Voters may find it madness to be discussing a potential coalition government seven months before an expected election, but NDP Leader Mulcair has again pushed the concept to the forefront of political debate in this country.
Liberal Leader Trudeau won’t dance.
The two men have never discussed the matter.
They have never met in the same room, face-to-face, on any issue and their last and only direct communication appears to have been a congratulatory call from Mulcair when Trudeau won the Liberal leadership almost two years ago.
Their mutual mistrust came to the surface when Trudeau publicly ousted two caucus members over sexual harassment charges brought by unnamed NDP MPs last autumn, giving neither the party nor the NDP women a courtesy heads up.
New Democrats accused Liberals of doing it again this week, leaking the final caucus expulsion of Massimo Pacetti and Scott Andrews to CTV News without any nod to the NDP MPs, a charge Liberals have denied.
In trying to prod Trudeau on the coalition question, Mulcair takes the bad blood back to 2008, the last coalition effort, one that predated the leadership of either man.
Mulcair was part of the NDP negotiating team and he has been reminding supporters he was prepared to install Stéphane Dion as prime minister to oust Conservative Stephan Harper.
This time, he is again trying to portray himself as the man with the loftier goal of ridding the country of Prime Minister Harper — any which way — while Trudeau is interested only in his own fortunes.
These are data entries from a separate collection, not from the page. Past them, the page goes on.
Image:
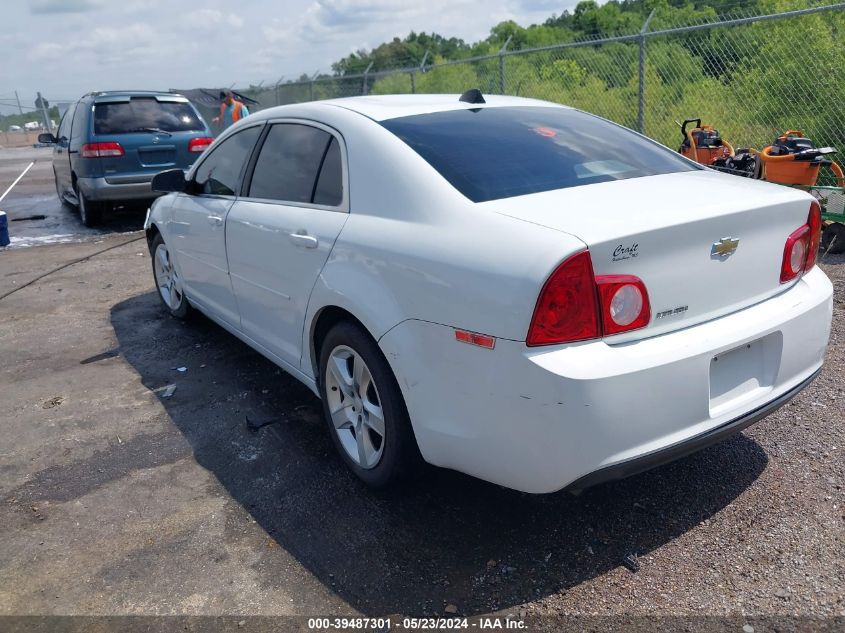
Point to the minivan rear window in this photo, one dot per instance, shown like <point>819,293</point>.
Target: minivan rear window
<point>145,114</point>
<point>490,153</point>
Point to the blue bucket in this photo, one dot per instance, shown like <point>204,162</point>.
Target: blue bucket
<point>4,229</point>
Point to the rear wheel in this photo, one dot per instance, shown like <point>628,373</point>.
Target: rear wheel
<point>364,408</point>
<point>168,281</point>
<point>833,239</point>
<point>59,194</point>
<point>90,211</point>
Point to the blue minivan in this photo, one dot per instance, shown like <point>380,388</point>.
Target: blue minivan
<point>109,145</point>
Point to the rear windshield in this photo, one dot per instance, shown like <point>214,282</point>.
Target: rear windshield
<point>145,114</point>
<point>493,153</point>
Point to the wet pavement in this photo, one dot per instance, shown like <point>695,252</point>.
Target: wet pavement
<point>36,216</point>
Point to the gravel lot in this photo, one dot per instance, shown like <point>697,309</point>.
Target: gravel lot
<point>114,500</point>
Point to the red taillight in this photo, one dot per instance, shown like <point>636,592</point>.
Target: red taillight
<point>199,144</point>
<point>101,150</point>
<point>574,305</point>
<point>799,254</point>
<point>624,302</point>
<point>567,309</point>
Why is he pushing this button so early?
The party is trying to make it comfortable for Canadians to vote NDP secure in the knowledge that Mulcair will do everything he can to remove Harper.
He has to provide that comfort level or run the risk that New Democrats will join one-and-done Conservative voters from 2011 and turn to Trudeau and his Liberals as the only anti-Conservative option this autumn.
New Democrats also believe raising the issue now inoculates them during the campaign, making it old news for Mulcair and throwing the focus back to Trudeau when the question is inevitably raised.
But for years, New Democrats have publicly pretended they were preparing to take power at the outset of the campaign, no matter how ridiculous such a pronouncement sounded.
Mulcair is arguably the first NDP leader who could ever make the claim without provoking snickers, regardless of where he sits in the polls.
He will enter a campaign with more incumbents than any other New Democrat leader before him and will be the first to try to use official Opposition as a springboard to power.
Instead, poking Trudeau on the coalition question is essentially the NDP leader saying to voters, “We can’t form a government on our own,” no matter how he couches the argument.
Liberal insiders say Trudeau will not get sucked into a disingenuous game with Mulcair.
If the NDP leader were serious, they say, he would seek a meeting with their leader rather than take the issue public, complete with charges of Liberal duplicity.
Mulcair’s position on the Clarity Act and Quebec’s future makes any co-operation a non-starter, they say. Positions on both sides have evolved.
Before his leadership bid, Trudeau did muse about electoral co-operation with the NDP.
He shut that down when he sought the leadership.
Co-operation “leads to Thomas Mulcair as prime minister and that’s not what I’m interested in,” he said when pushed in a debate.
Mulcair was even more blunt after winning his leadership. In an interview with the Huffington Post, he dismissed a coalition with a party that, he said, proved it could not be trusted in 2008.
“N. O. The no is categorical, absolute, irrefutable and non-negotiable. It’s no. End of story. Full stop,” he said.
There is no doubt Mulcair is aiming to become the first New Democrat leader to taste power, in whatever form.
Trudeau and his team like to ignore the NDP leader, thinking him flailing and desperate and not worthy of their time.
Mulcair and his team don’t respect Trudeau and believe he is the beneficiary of unearned media attention.
Some day this autumn they may have to put this behind them.
Electoral math could put them in the same room facing a big decision.